Thursday, October 15, 2009

Obituary Orkut

SOME THING ABOUT NOTHING

Lazing on my bed with absolute no awareness of anything on this planet one can say either iam on deep meditations LIKE a saint or I am on high trip on some drugs like LSD or Ecstasy. Hmmm this phenomenon is exclusively reserved for Sunday mornings but today is no Sunday but something special indeed. Today would be my last day in Hyderabad or worse still my last day even in Andhra Pradesh. Tomorrow by this time I would be experiencing the sands of coast sticking to my barefoot in Manglore.So i wanted to jot down something

For a quite a long time I tried juggling some words and reproduce some blog after all this is my last blog from Hyderabad . But with no avail. My mind went total dead . My brains neuro transmitters stopped producing happiness inducing chemicals like dopamine. All horror stories from newspapers like swine flu, terrorism., flood havoc , Chinese aggression , or some mumbo jumbo hardly produces tremor in my mental process. My body is already atrophied out of sheer laziness. Id, diwali, dusherra, ramzan or tribal newyear day has the same effect.. Like all previous years and incarnations.

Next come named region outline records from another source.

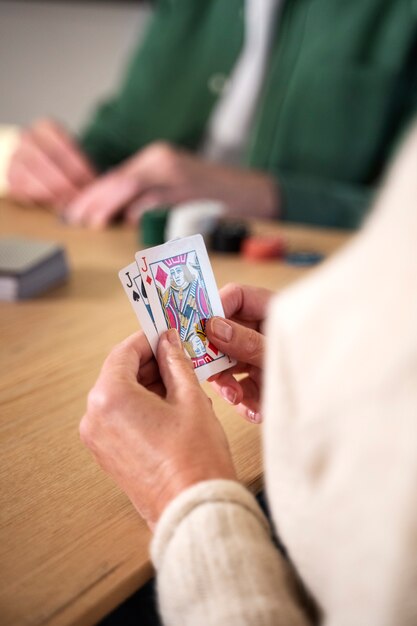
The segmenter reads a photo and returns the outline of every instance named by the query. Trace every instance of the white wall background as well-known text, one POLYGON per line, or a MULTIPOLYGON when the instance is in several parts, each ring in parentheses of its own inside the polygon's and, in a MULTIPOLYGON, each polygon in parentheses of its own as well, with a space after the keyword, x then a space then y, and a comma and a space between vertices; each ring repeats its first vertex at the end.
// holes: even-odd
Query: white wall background
POLYGON ((148 16, 139 2, 0 1, 0 124, 51 115, 76 131, 117 88, 148 16))

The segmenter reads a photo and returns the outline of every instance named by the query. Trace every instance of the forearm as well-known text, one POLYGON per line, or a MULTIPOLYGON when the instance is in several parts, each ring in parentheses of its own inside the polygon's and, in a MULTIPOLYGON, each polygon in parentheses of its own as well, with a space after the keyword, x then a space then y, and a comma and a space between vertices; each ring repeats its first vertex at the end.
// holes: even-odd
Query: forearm
POLYGON ((209 481, 183 492, 162 515, 152 556, 165 624, 309 623, 290 566, 238 483, 209 481))

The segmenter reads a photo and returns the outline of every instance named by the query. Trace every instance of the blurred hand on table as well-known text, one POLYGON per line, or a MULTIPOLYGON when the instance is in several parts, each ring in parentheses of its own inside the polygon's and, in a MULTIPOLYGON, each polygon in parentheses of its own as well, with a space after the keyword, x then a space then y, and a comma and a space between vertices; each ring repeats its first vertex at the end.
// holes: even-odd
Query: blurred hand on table
POLYGON ((230 214, 259 218, 273 217, 278 204, 267 174, 215 164, 163 142, 97 175, 76 140, 51 120, 22 134, 8 181, 11 197, 49 205, 66 221, 91 228, 120 214, 136 223, 147 210, 190 200, 217 200, 230 214))

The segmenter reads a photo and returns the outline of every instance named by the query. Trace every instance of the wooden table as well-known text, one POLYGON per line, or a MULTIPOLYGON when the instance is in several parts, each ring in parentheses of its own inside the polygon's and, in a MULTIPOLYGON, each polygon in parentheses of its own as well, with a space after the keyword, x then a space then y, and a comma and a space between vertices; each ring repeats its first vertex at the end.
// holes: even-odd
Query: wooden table
MULTIPOLYGON (((326 254, 347 238, 282 230, 291 247, 326 254)), ((152 574, 144 522, 78 437, 101 363, 137 329, 117 272, 139 244, 126 227, 69 228, 45 211, 5 201, 0 234, 59 242, 71 265, 66 285, 33 301, 0 303, 0 623, 94 624, 152 574)), ((227 255, 212 262, 219 286, 239 281, 277 290, 306 271, 227 255)), ((259 488, 259 428, 222 400, 214 403, 240 479, 259 488)))

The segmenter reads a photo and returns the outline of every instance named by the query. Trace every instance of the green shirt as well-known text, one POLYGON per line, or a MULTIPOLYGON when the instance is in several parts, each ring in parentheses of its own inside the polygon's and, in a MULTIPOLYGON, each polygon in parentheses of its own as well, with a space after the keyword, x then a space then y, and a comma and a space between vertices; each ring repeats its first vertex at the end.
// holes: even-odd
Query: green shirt
MULTIPOLYGON (((242 48, 244 0, 161 0, 82 144, 104 171, 156 140, 196 150, 242 48)), ((417 109, 417 0, 287 0, 244 165, 283 218, 357 226, 417 109)))

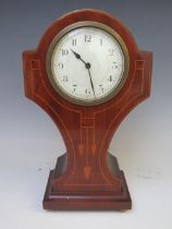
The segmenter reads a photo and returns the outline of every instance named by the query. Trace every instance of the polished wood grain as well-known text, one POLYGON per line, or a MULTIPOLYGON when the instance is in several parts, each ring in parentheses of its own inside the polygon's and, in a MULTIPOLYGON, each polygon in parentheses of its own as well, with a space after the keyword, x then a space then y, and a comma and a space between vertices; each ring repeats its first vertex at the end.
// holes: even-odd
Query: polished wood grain
POLYGON ((50 172, 44 208, 131 208, 124 174, 108 148, 122 120, 150 95, 152 53, 139 51, 128 29, 116 19, 102 11, 81 10, 54 22, 38 48, 23 53, 23 64, 26 97, 51 117, 66 146, 66 154, 50 172), (51 86, 46 70, 46 56, 52 39, 64 27, 83 21, 99 22, 119 33, 131 60, 128 76, 120 93, 105 104, 90 107, 62 98, 51 86))

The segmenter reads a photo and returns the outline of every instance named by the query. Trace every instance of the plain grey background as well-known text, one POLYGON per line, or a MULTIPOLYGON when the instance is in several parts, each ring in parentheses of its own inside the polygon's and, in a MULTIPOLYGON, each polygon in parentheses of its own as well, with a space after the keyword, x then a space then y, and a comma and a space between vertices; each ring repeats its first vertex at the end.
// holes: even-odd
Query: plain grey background
POLYGON ((0 228, 170 229, 172 204, 172 1, 0 0, 0 228), (24 96, 22 52, 59 16, 105 10, 153 52, 151 97, 120 125, 110 150, 124 170, 133 209, 46 212, 49 170, 65 146, 50 118, 24 96))

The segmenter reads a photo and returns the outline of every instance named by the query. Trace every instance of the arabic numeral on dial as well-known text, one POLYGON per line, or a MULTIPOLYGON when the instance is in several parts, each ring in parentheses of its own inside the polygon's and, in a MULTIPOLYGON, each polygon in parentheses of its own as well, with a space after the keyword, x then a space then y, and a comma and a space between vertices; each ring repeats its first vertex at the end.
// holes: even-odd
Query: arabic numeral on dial
POLYGON ((76 46, 77 41, 76 41, 76 38, 73 38, 72 39, 72 46, 76 46))
POLYGON ((109 75, 108 81, 112 82, 112 75, 109 75))
POLYGON ((63 75, 63 82, 67 82, 67 81, 69 81, 67 75, 63 75))
POLYGON ((102 87, 102 85, 101 85, 101 84, 99 85, 99 87, 100 87, 100 89, 101 89, 101 93, 103 93, 103 87, 102 87))
POLYGON ((75 92, 77 85, 76 84, 73 84, 72 86, 73 86, 73 92, 75 92))
POLYGON ((63 68, 64 68, 64 64, 63 64, 62 62, 59 62, 59 63, 58 63, 58 69, 59 69, 59 70, 62 70, 63 68))
POLYGON ((90 89, 87 89, 87 88, 86 88, 86 89, 85 89, 85 94, 86 94, 86 95, 90 95, 90 89))
POLYGON ((109 56, 113 56, 114 55, 114 49, 110 48, 110 49, 108 49, 108 51, 109 51, 109 56))
POLYGON ((90 43, 91 41, 91 35, 85 35, 85 43, 90 43))
POLYGON ((113 62, 112 63, 112 69, 118 69, 118 68, 119 68, 118 63, 116 62, 113 62))
POLYGON ((67 56, 69 55, 69 50, 67 49, 62 49, 62 56, 67 56))

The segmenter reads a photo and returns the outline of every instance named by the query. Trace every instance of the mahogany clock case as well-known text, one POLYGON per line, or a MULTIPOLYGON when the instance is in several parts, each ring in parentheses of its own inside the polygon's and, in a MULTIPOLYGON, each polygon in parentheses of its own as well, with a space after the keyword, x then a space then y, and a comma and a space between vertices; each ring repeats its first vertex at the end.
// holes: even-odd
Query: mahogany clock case
POLYGON ((149 97, 152 53, 139 51, 130 31, 102 11, 81 10, 54 22, 36 50, 23 53, 25 95, 38 104, 58 126, 66 154, 50 172, 45 209, 130 209, 132 201, 116 158, 108 153, 111 138, 126 114, 149 97), (82 106, 52 87, 46 68, 47 52, 62 29, 78 22, 96 22, 123 39, 130 57, 125 84, 110 100, 82 106))

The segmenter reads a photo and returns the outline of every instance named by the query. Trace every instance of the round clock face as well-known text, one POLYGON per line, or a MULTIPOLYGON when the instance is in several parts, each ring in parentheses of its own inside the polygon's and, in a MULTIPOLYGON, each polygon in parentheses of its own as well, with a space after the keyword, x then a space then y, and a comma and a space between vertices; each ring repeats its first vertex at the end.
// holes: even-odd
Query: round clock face
POLYGON ((53 88, 75 104, 96 105, 122 88, 128 71, 127 49, 118 34, 99 23, 70 26, 47 56, 53 88))

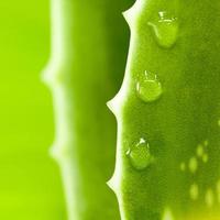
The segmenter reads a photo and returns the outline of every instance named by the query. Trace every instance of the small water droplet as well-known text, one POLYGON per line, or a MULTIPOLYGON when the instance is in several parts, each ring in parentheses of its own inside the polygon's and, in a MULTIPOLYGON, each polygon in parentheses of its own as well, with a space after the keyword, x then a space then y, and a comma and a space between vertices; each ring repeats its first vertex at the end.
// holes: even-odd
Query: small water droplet
POLYGON ((204 146, 201 144, 199 144, 197 146, 197 156, 202 157, 202 155, 204 155, 204 146))
POLYGON ((132 166, 139 170, 145 169, 153 162, 150 145, 144 139, 141 139, 133 148, 129 150, 127 155, 132 166))
POLYGON ((172 211, 168 208, 164 212, 163 220, 174 220, 172 211))
POLYGON ((209 161, 209 157, 207 154, 202 155, 202 162, 206 164, 209 161))
POLYGON ((208 207, 212 207, 213 206, 213 191, 212 189, 208 189, 205 196, 205 201, 207 204, 208 207))
POLYGON ((189 170, 194 174, 198 168, 198 162, 196 157, 191 157, 189 160, 189 170))
POLYGON ((209 141, 206 140, 206 141, 204 142, 204 145, 205 145, 205 146, 208 146, 208 145, 209 145, 209 141))
POLYGON ((162 84, 156 75, 145 72, 139 78, 136 92, 139 98, 145 102, 155 101, 163 94, 162 84))
POLYGON ((199 196, 199 187, 197 184, 193 184, 189 189, 189 195, 193 200, 197 200, 199 196))
POLYGON ((158 12, 156 22, 148 22, 160 46, 170 48, 177 41, 178 21, 177 18, 167 11, 158 12))

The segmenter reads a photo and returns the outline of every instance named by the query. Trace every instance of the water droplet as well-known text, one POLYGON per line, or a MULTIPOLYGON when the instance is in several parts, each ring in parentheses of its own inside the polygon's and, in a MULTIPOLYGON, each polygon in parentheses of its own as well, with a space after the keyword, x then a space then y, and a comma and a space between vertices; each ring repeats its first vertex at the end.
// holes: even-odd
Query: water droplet
POLYGON ((145 102, 157 100, 162 96, 162 84, 156 75, 145 72, 136 84, 138 96, 145 102))
POLYGON ((202 155, 204 155, 204 146, 201 144, 199 144, 197 146, 197 156, 202 157, 202 155))
POLYGON ((204 142, 204 145, 205 145, 205 146, 208 146, 208 145, 209 145, 209 141, 206 140, 206 141, 204 142))
POLYGON ((168 208, 164 212, 163 220, 174 220, 172 211, 168 208))
POLYGON ((148 22, 160 46, 170 48, 177 41, 178 22, 177 18, 167 11, 158 12, 156 22, 148 22))
POLYGON ((127 152, 132 166, 139 170, 145 169, 152 162, 150 145, 141 139, 140 142, 131 150, 127 152))
POLYGON ((180 170, 182 172, 185 172, 186 170, 186 164, 183 162, 180 163, 180 170))
POLYGON ((189 170, 194 174, 198 168, 198 162, 196 157, 191 157, 189 160, 189 170))
POLYGON ((202 162, 206 164, 209 161, 209 157, 207 154, 202 155, 202 162))
POLYGON ((189 195, 193 200, 197 200, 199 196, 199 187, 197 184, 193 184, 189 189, 189 195))
POLYGON ((207 204, 208 207, 212 207, 213 206, 213 191, 212 189, 208 189, 205 196, 205 201, 207 204))

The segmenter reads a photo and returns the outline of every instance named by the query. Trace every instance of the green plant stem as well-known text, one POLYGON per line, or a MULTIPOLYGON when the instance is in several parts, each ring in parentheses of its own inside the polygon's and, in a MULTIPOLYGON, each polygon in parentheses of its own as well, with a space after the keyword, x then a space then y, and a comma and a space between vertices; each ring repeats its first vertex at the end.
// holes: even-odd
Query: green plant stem
POLYGON ((129 0, 53 0, 52 57, 44 80, 52 89, 56 140, 69 220, 119 219, 106 186, 114 163, 116 124, 106 108, 119 89, 129 32, 121 11, 129 0))

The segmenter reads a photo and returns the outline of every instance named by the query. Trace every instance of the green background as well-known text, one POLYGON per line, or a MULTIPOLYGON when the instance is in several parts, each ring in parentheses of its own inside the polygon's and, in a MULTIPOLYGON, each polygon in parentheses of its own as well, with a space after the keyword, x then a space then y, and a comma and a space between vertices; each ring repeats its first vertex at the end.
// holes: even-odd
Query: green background
POLYGON ((66 219, 50 157, 51 94, 41 81, 50 57, 50 2, 0 1, 0 219, 66 219))

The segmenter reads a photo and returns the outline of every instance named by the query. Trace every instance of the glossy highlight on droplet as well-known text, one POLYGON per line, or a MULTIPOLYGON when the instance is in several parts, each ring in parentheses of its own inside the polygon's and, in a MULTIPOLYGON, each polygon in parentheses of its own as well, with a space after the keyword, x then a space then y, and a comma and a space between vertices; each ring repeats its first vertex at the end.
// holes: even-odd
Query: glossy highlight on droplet
POLYGON ((156 42, 164 48, 170 48, 178 37, 178 20, 167 11, 158 12, 158 20, 147 23, 153 31, 156 42))
POLYGON ((138 170, 145 169, 153 162, 150 144, 144 139, 140 139, 139 143, 127 152, 127 155, 131 165, 138 170))
POLYGON ((157 100, 162 94, 162 84, 156 75, 145 72, 136 82, 136 92, 144 102, 157 100))

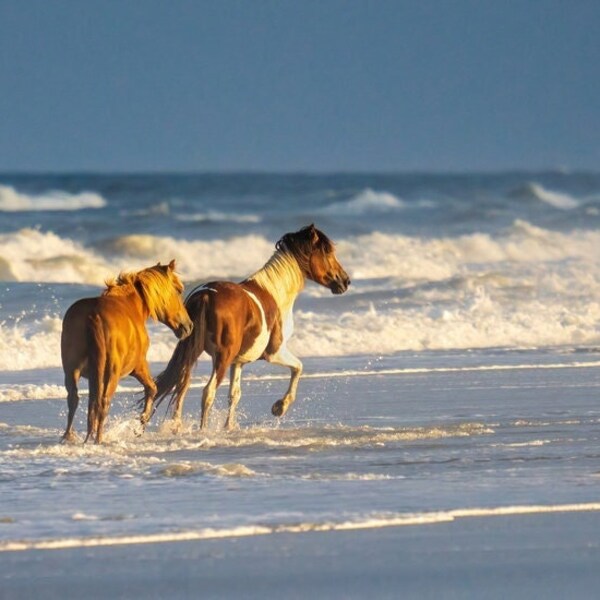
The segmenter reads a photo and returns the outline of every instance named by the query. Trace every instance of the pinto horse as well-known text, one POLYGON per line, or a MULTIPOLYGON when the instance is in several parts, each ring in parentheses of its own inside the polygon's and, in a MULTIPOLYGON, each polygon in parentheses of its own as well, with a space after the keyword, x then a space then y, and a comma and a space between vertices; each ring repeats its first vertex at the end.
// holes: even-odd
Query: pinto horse
POLYGON ((287 348, 293 331, 294 301, 310 279, 342 294, 350 285, 338 262, 333 243, 315 228, 304 227, 285 234, 269 261, 241 283, 213 281, 196 288, 186 299, 194 322, 192 335, 180 341, 166 369, 156 378, 156 406, 170 395, 175 428, 181 424, 184 396, 192 368, 202 352, 212 358, 212 373, 202 393, 201 428, 208 417, 217 388, 230 367, 229 414, 225 427, 235 426, 240 400, 242 366, 258 359, 289 367, 287 392, 273 404, 277 417, 285 414, 296 398, 302 363, 287 348))
POLYGON ((175 261, 137 273, 121 273, 106 285, 101 296, 71 305, 63 319, 61 355, 69 405, 63 435, 66 441, 75 439, 73 417, 79 404, 77 383, 81 376, 90 382, 86 442, 90 437, 95 437, 96 443, 102 441, 111 398, 125 375, 132 375, 144 386, 142 424, 150 418, 156 386, 146 362, 148 317, 164 323, 179 339, 192 332, 175 261))

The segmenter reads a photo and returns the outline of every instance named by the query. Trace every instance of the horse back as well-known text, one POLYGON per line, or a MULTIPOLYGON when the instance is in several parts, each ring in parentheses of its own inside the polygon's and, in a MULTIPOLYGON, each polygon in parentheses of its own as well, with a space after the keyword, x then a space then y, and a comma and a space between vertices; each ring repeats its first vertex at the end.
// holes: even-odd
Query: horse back
POLYGON ((256 358, 262 355, 277 320, 274 301, 262 288, 247 282, 209 282, 186 302, 193 321, 200 315, 202 307, 206 326, 203 350, 214 355, 227 348, 243 359, 258 352, 254 350, 258 343, 262 347, 256 358))
POLYGON ((106 347, 114 359, 123 363, 125 371, 133 368, 139 355, 145 356, 148 349, 145 319, 130 304, 126 298, 99 296, 82 298, 70 306, 63 318, 61 334, 65 372, 77 369, 84 377, 88 376, 90 345, 97 337, 90 335, 92 320, 96 321, 96 327, 101 326, 106 347))

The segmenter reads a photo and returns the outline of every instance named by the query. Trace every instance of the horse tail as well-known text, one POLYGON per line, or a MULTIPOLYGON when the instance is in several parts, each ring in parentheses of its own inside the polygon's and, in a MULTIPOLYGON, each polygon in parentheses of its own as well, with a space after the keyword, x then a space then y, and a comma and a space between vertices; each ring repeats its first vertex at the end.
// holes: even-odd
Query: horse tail
POLYGON ((154 380, 156 384, 155 408, 167 396, 170 396, 169 408, 172 408, 173 404, 187 391, 192 369, 204 351, 206 301, 207 297, 204 294, 188 296, 186 308, 194 323, 194 329, 188 337, 178 342, 169 364, 154 380))
MULTIPOLYGON (((96 432, 100 411, 100 403, 104 397, 106 375, 106 340, 100 315, 91 315, 87 327, 89 352, 89 401, 88 401, 88 434, 96 432)), ((86 440, 87 440, 86 438, 86 440)))

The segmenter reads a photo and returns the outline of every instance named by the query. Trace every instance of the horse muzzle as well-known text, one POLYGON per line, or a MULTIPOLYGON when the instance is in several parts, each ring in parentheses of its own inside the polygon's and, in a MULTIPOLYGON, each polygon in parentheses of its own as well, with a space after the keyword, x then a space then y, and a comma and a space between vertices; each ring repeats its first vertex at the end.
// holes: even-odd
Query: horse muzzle
POLYGON ((343 294, 350 286, 350 277, 336 277, 330 284, 329 289, 332 294, 343 294))

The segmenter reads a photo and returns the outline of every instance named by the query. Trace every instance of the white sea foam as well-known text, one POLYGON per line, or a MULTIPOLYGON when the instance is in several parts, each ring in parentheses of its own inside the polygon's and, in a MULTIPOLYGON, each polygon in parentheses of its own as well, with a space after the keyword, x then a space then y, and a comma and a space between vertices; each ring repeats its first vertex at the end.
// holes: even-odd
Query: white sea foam
POLYGON ((260 223, 261 218, 258 215, 224 213, 216 210, 209 210, 204 213, 178 214, 175 215, 177 221, 195 222, 195 223, 260 223))
POLYGON ((573 198, 573 196, 565 194, 564 192, 548 190, 539 183, 529 183, 526 189, 533 198, 541 200, 554 208, 572 210, 579 206, 579 201, 573 198))
MULTIPOLYGON (((340 239, 337 248, 354 285, 339 297, 307 285, 291 340, 300 356, 600 344, 599 231, 561 233, 515 221, 495 236, 372 233, 340 239)), ((101 285, 124 268, 176 258, 184 280, 206 281, 241 278, 272 252, 272 242, 255 235, 129 235, 85 248, 24 229, 0 234, 0 271, 18 281, 101 285)), ((26 327, 0 328, 0 369, 60 365, 60 315, 31 317, 26 327)), ((168 360, 172 333, 160 326, 151 339, 150 360, 168 360)))
POLYGON ((189 529, 138 535, 90 536, 48 539, 13 539, 0 542, 0 552, 25 550, 61 550, 97 546, 159 544, 166 542, 201 541, 258 535, 294 534, 328 531, 358 531, 385 527, 409 527, 448 523, 458 519, 484 519, 523 515, 599 512, 600 503, 515 505, 482 508, 457 508, 421 513, 385 513, 340 521, 300 522, 281 524, 240 525, 228 528, 189 529))
POLYGON ((389 192, 363 190, 360 194, 344 202, 331 204, 319 212, 336 216, 360 216, 386 213, 404 208, 404 202, 389 192))
POLYGON ((21 212, 40 210, 82 210, 103 208, 106 200, 94 192, 69 194, 68 192, 49 191, 39 195, 18 192, 15 188, 0 185, 0 211, 21 212))

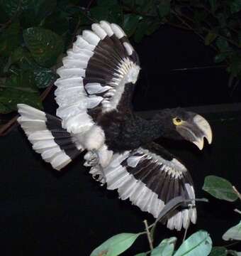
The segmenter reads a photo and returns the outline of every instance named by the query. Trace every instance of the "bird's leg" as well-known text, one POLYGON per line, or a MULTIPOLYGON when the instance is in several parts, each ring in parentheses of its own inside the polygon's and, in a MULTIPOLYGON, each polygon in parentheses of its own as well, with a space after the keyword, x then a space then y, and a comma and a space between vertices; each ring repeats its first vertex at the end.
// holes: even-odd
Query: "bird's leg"
POLYGON ((99 163, 99 156, 96 149, 89 151, 84 158, 86 160, 84 164, 85 166, 95 166, 99 163))
POLYGON ((99 156, 97 150, 92 149, 89 151, 84 156, 84 159, 86 160, 84 165, 85 166, 92 166, 92 168, 96 170, 93 173, 92 176, 94 179, 101 182, 103 186, 106 182, 106 178, 105 173, 103 172, 103 167, 99 164, 99 156), (96 178, 96 176, 99 176, 98 178, 96 178))

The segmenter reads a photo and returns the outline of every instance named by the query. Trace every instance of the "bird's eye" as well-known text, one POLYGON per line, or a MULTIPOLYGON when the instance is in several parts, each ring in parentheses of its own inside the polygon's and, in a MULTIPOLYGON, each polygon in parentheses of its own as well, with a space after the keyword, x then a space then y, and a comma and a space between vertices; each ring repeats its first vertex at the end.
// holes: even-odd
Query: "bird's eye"
POLYGON ((182 120, 179 117, 175 117, 172 119, 172 121, 175 125, 180 125, 182 123, 182 120))

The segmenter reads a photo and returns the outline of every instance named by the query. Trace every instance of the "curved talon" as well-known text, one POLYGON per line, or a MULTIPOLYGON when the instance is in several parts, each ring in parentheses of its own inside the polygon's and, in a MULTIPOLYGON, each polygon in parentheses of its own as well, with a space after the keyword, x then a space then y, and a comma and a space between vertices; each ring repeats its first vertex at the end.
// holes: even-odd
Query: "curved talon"
POLYGON ((99 154, 96 149, 88 151, 84 159, 86 160, 84 164, 85 166, 95 166, 99 163, 99 154))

I just sleep by 10 wake up at 6. No prayers nor Celebrations. Be it Armageddon or Judgment day or End of the World or prologue to 3rd world war..Life is monotonously monotonous. Let the Asteroid or Earth-targeting-Meteor pinpoint my room. Let all Green House Gases increase in manifold and engulf the planet thus suffocating the life. Come what may-Accelerating Deforestation or Decelerating Water tables. Let the Aliens from Mars and Pluto invade World and enslave it to the last man and woman (Rakhi sawant exempted.., who can take her tantrums). Whatever happened .Come what may.

WHO CARES….!!!!

FOR ME WORLD MEANS NOTHING AND FOR WORLD IAM NON-EXISTENTIAL.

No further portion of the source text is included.